Filming for The Executioner's Shadow

American University School of Communication professors Maggie Burnette Stogner and Richard Stack know that capital punishment is not a simple subject, and their forthcoming documentary film, In the Executioner's Shadow, shows why. It tells the stories of people who have personal experience with the death penalty, from crime victims to a former executioner. Through their eyes and stories, the film navigates the moral quandaries of capital punishment, and larger issues of American identity, fairness and the criminal justice system in our nation.

Stogner said, "It's about who we are as a country and what our values are in the 21st century."

"In the Executioner’s Shadow” now has broadcast deals in Spain, Portugal, Russia, and Australia thanks to their Distributor, Sideways Film. More broadcast contracts are in the pipeline. 

To date, the film has won the IMPACT DOCS Special Award of Excellence, Best Short Docs Award, and the Houston World Fest Remi Award. 

A portion of the film will be screened along with a panel discussion at the Bleakhouse Publishing Annual Event with National Coalition to Abolish the Death Penalty at American University on September 26. It will also be featured at the (In)Justice for All Film Festival and the Chesapeake Film Festival in October.  

Stogner, a filmmaker and professor of film and media arts, and Stack, a strategic communication professor, have worked with several students and alumni on the project over the course of production, and it's in the final stages of production.

The team at Fresh Docs in Durham, (L to R) Elizabeth Herzfeldt-Kamprath, Maggie Stogner, Rick Stack, Mary Alice McMillan. (L to R) Elizabeth Herzfeldt-Kamprath, Maggie Stogner, Rick Stack, Mary Alice McMillan at Fresh Docs.

On April 11, as a SOC Signature Series Media that Matter event, they showed clips of the film with a panel that Stogner and Stack were a part of and included Diann Rust-Tierney, Executive Director of the National Coalition to Abolish the Death Penalty, Vicki Schieber, activist and mother of murder victim and Jerry Givens, former chief executioner of Virginia.

The film will debut in full later this year.
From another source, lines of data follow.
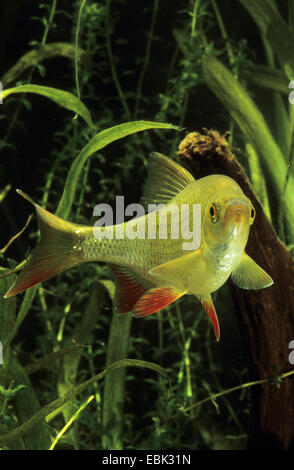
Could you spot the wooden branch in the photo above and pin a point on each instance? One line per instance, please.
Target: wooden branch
(266, 317)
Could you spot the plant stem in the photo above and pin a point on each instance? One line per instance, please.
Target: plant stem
(114, 388)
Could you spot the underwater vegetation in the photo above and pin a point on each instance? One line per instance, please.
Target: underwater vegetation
(90, 89)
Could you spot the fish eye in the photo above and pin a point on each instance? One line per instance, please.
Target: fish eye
(213, 213)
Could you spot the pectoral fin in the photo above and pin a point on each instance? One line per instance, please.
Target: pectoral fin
(210, 310)
(248, 275)
(156, 299)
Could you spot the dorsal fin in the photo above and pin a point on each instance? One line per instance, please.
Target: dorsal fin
(130, 286)
(165, 180)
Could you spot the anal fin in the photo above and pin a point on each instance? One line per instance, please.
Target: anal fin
(130, 286)
(210, 310)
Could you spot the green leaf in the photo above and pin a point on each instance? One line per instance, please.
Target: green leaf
(266, 77)
(275, 29)
(63, 98)
(99, 141)
(252, 123)
(31, 424)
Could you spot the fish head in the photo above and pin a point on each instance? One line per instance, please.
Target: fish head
(226, 221)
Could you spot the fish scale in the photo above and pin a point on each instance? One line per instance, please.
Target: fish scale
(151, 273)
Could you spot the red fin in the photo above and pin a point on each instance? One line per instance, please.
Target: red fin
(210, 310)
(130, 286)
(156, 299)
(54, 254)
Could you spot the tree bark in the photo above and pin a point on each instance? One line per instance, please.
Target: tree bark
(266, 317)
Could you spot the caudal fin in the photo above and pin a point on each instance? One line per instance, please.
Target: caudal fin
(54, 254)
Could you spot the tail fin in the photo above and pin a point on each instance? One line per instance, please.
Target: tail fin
(55, 253)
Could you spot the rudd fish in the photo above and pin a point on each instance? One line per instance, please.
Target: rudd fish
(152, 272)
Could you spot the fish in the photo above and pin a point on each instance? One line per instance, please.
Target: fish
(152, 272)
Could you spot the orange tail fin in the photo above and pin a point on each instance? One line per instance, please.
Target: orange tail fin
(54, 254)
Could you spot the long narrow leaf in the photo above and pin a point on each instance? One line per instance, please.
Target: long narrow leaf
(266, 77)
(99, 141)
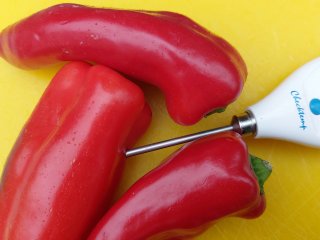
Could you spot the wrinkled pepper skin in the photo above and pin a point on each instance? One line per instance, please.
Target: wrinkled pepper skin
(201, 183)
(60, 175)
(197, 71)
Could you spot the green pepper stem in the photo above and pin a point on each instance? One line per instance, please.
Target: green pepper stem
(262, 170)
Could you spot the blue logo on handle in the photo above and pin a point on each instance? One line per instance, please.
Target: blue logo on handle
(315, 106)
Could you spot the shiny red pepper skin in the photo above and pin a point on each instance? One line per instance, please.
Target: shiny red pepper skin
(61, 173)
(198, 72)
(201, 183)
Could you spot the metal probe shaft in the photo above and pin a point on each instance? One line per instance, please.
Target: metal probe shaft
(243, 124)
(176, 141)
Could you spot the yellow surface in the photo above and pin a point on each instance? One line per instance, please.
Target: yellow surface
(274, 38)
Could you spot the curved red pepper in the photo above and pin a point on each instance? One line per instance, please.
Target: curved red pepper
(197, 71)
(204, 181)
(65, 165)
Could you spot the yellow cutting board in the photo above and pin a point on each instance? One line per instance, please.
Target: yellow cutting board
(274, 38)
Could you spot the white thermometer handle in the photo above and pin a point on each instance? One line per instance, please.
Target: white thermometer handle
(292, 111)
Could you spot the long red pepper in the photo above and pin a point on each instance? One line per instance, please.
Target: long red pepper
(204, 181)
(61, 173)
(198, 71)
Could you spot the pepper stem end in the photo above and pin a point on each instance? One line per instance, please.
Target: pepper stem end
(262, 170)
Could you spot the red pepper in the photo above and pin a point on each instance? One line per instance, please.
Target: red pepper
(203, 182)
(198, 72)
(61, 173)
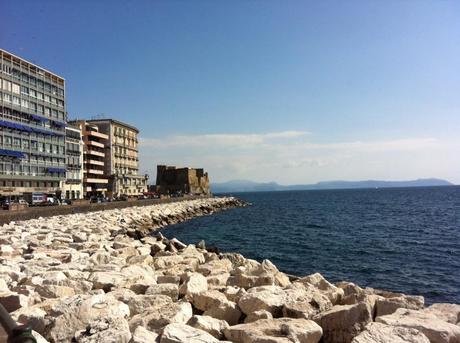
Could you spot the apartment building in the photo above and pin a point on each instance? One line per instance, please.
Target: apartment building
(95, 181)
(121, 158)
(32, 127)
(72, 186)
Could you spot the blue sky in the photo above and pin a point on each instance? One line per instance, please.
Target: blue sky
(286, 91)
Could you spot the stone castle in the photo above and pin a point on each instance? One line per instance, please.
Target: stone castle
(181, 180)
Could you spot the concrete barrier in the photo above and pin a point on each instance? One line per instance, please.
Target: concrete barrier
(50, 211)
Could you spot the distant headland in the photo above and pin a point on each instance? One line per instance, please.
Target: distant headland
(251, 186)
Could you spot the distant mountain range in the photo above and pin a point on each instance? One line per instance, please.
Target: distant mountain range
(251, 186)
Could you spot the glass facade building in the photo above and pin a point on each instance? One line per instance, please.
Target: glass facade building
(32, 128)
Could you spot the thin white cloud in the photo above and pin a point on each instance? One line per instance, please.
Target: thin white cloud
(293, 157)
(219, 139)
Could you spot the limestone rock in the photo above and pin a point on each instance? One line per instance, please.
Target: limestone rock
(282, 330)
(258, 274)
(106, 280)
(105, 330)
(268, 298)
(342, 323)
(161, 314)
(194, 283)
(142, 335)
(334, 293)
(254, 316)
(12, 301)
(381, 333)
(208, 299)
(169, 289)
(448, 312)
(228, 311)
(182, 333)
(75, 313)
(211, 325)
(389, 305)
(437, 331)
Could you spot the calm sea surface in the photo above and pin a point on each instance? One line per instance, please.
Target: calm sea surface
(405, 239)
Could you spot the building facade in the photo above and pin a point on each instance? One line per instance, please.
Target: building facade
(32, 128)
(171, 180)
(95, 181)
(72, 186)
(121, 158)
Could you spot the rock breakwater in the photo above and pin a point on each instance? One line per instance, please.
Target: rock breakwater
(98, 277)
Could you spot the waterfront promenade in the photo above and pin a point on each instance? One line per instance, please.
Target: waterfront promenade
(49, 211)
(102, 277)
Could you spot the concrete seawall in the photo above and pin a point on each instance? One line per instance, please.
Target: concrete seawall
(100, 277)
(50, 211)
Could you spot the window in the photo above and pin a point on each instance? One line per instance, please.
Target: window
(6, 69)
(7, 85)
(15, 88)
(6, 97)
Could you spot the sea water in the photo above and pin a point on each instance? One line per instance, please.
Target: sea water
(400, 239)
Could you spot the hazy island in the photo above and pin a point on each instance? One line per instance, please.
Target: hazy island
(251, 186)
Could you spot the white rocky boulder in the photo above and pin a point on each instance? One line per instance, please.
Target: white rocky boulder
(182, 333)
(437, 330)
(448, 312)
(211, 325)
(343, 322)
(381, 333)
(282, 330)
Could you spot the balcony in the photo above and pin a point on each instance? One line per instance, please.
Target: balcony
(94, 171)
(96, 134)
(95, 180)
(95, 153)
(95, 162)
(94, 143)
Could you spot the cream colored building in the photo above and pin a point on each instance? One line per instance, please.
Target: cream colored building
(121, 158)
(72, 186)
(95, 181)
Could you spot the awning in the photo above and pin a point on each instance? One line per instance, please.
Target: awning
(56, 170)
(26, 128)
(12, 153)
(59, 124)
(39, 118)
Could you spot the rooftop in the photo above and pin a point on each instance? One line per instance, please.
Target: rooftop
(13, 56)
(113, 121)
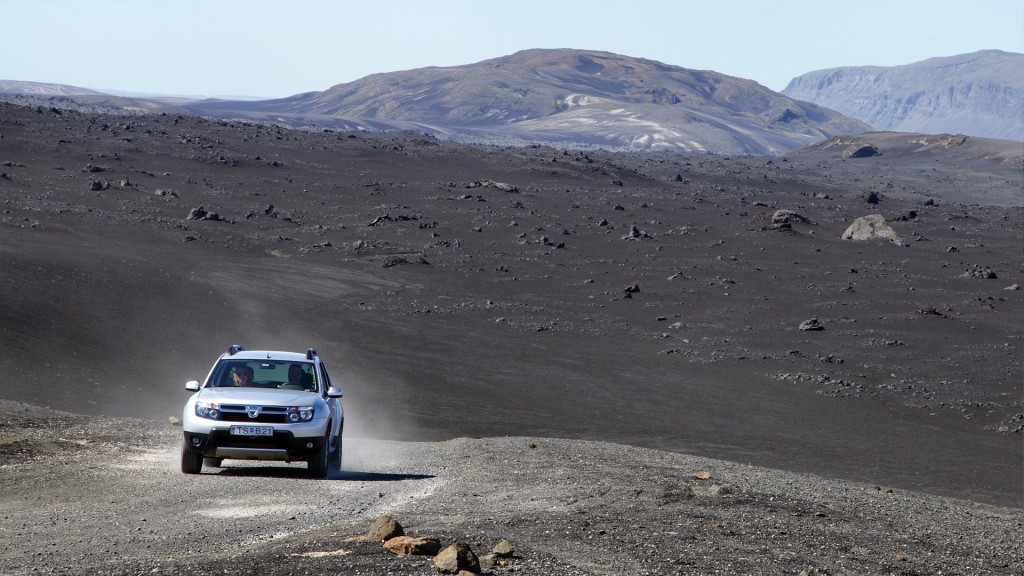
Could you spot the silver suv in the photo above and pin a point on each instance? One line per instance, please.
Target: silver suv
(263, 406)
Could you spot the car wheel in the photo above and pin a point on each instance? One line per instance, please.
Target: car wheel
(192, 462)
(317, 464)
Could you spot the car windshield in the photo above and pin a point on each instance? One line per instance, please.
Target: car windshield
(264, 374)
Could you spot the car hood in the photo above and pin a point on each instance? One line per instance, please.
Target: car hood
(261, 397)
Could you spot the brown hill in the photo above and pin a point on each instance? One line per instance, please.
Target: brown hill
(651, 299)
(568, 96)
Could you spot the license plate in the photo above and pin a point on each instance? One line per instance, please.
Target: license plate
(251, 430)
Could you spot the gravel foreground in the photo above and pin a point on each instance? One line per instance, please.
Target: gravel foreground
(100, 495)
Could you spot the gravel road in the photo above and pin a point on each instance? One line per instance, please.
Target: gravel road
(99, 495)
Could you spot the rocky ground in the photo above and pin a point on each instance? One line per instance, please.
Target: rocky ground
(698, 305)
(100, 495)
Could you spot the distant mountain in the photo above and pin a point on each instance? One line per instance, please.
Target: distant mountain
(42, 89)
(565, 96)
(978, 94)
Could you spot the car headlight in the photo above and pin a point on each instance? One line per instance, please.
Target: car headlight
(300, 413)
(208, 410)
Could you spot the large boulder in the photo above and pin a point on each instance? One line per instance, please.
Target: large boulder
(384, 528)
(459, 557)
(414, 545)
(871, 227)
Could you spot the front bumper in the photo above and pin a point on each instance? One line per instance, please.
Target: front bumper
(283, 446)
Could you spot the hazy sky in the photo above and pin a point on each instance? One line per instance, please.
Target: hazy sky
(271, 48)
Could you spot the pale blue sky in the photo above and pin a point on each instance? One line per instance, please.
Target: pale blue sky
(270, 48)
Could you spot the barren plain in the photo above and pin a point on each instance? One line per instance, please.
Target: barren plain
(535, 343)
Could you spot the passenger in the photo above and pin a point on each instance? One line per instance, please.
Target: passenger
(243, 376)
(295, 375)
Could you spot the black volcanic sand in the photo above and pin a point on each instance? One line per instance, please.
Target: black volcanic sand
(449, 305)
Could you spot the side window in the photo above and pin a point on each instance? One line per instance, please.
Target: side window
(327, 379)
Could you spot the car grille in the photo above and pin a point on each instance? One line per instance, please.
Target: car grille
(267, 414)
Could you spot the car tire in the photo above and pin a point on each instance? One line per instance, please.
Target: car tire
(192, 462)
(317, 464)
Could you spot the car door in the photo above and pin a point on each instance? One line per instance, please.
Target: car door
(334, 405)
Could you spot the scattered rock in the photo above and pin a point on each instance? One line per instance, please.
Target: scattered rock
(812, 324)
(870, 227)
(201, 213)
(384, 528)
(929, 311)
(458, 557)
(503, 548)
(636, 234)
(871, 197)
(511, 189)
(865, 151)
(978, 271)
(413, 545)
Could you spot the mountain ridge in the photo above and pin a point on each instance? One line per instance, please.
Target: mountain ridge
(977, 94)
(585, 96)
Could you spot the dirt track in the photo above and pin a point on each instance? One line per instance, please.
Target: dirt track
(645, 300)
(79, 498)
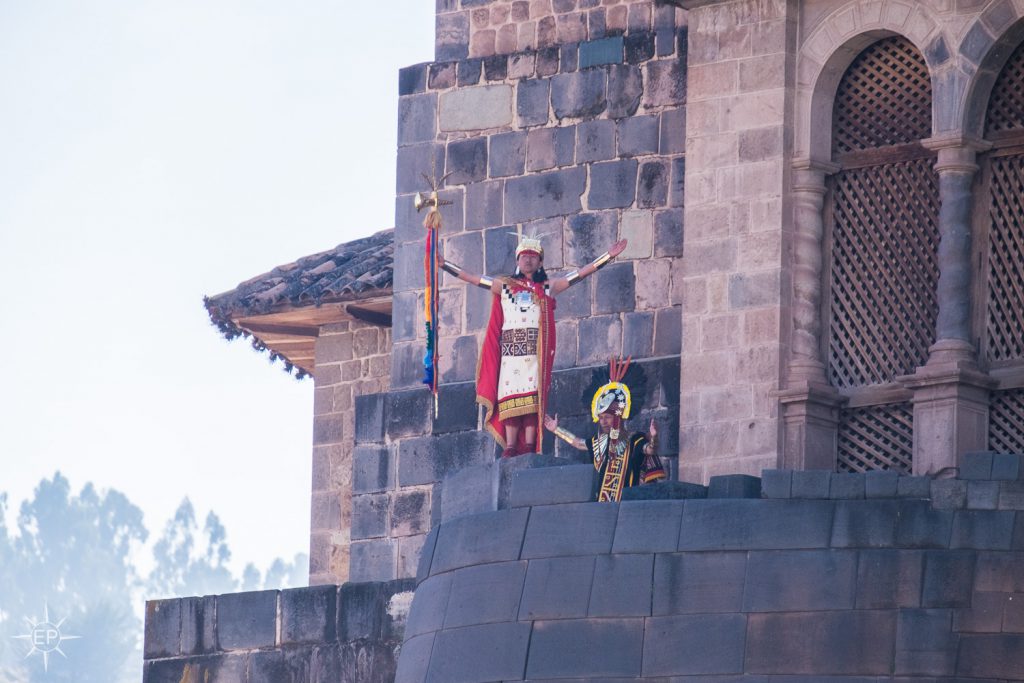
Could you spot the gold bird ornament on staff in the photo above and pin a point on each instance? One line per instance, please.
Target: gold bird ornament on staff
(431, 202)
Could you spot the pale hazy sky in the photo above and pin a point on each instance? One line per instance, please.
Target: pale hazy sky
(153, 152)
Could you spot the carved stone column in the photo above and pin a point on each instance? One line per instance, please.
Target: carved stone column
(950, 393)
(810, 407)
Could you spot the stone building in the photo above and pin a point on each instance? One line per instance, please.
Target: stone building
(823, 203)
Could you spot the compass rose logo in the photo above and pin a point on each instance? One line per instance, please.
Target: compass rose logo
(45, 637)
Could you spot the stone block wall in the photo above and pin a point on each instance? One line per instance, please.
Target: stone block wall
(579, 141)
(322, 634)
(351, 359)
(827, 578)
(741, 56)
(413, 472)
(484, 28)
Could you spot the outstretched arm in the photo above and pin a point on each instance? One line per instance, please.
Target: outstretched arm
(480, 281)
(561, 284)
(551, 423)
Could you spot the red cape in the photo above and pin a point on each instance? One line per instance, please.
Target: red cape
(491, 360)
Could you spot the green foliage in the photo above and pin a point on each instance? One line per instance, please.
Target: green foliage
(71, 559)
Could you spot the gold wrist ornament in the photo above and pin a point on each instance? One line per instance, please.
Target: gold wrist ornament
(572, 276)
(455, 269)
(565, 435)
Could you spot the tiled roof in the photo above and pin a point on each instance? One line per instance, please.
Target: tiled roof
(350, 272)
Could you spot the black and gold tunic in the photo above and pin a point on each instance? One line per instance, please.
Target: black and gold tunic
(623, 463)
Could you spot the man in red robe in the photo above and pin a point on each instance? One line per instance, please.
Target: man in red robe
(514, 371)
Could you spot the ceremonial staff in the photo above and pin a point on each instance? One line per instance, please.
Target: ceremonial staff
(432, 222)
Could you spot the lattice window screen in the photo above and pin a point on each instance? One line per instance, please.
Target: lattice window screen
(1006, 105)
(885, 98)
(1004, 324)
(1006, 421)
(877, 437)
(884, 272)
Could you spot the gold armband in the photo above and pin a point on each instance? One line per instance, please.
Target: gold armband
(454, 269)
(565, 435)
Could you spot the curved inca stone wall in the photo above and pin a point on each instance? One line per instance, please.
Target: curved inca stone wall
(924, 583)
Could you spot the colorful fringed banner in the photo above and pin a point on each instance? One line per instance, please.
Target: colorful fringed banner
(432, 223)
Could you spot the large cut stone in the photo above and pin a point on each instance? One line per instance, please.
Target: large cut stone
(476, 109)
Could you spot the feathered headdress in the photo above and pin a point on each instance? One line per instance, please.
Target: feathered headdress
(616, 394)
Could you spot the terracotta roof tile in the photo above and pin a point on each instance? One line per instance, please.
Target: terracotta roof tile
(351, 271)
(348, 271)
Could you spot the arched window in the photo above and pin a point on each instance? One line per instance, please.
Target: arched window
(882, 236)
(999, 323)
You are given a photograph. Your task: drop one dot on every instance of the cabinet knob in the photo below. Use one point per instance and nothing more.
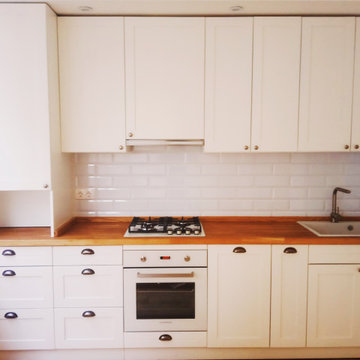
(290, 250)
(9, 252)
(88, 314)
(10, 315)
(87, 252)
(9, 273)
(239, 250)
(165, 337)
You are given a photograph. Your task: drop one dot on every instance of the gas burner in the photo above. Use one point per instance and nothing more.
(165, 226)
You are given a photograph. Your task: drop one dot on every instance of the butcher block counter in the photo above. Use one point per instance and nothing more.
(218, 230)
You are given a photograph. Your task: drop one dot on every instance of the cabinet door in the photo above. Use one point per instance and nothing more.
(164, 78)
(239, 295)
(24, 111)
(289, 295)
(326, 84)
(88, 286)
(355, 134)
(333, 305)
(228, 84)
(92, 84)
(275, 107)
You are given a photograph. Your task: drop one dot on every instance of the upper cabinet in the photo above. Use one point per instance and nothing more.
(24, 99)
(164, 78)
(326, 84)
(228, 84)
(355, 134)
(276, 72)
(92, 84)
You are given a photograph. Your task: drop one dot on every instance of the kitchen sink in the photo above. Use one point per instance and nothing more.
(327, 228)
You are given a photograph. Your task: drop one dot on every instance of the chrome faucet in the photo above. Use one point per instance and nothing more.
(335, 215)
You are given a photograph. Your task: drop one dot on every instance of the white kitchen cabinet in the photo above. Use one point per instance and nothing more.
(326, 83)
(276, 73)
(92, 83)
(91, 328)
(228, 84)
(239, 295)
(355, 131)
(288, 295)
(164, 77)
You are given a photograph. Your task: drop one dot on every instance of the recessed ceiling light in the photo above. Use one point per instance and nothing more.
(236, 8)
(85, 8)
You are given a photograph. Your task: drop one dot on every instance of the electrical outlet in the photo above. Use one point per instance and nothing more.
(85, 194)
Their hope is that the film will spark dialogue about understanding justice.

"We've discovered through our various interviews that one side talks past the other. It's a mutual predicament. And we're trying to get people to talk to each other," says Stack.

The film was screened recently as a work-in-progress at a Fresh Docs event sponsored by the Center for Documentary Studies at Duke University and the Southern Documentary Fund. The response, Stack said, was overwhelmingly positive.

The film was also highlighted by Stogner when she was interviewed on WAMU 88.5's The Kojo Nnamdi Show on the state of documentary in DC.

Stack said they have received a lot of support from key institutions within the anti-death penalty community, who have expressed interest in screening the documentary to their membership.

The team is discussing screenings with the National Association of Criminal Defense Lawyers, Amnesty International, the NAACP and the National Coalition to Abolish the Death Penalty.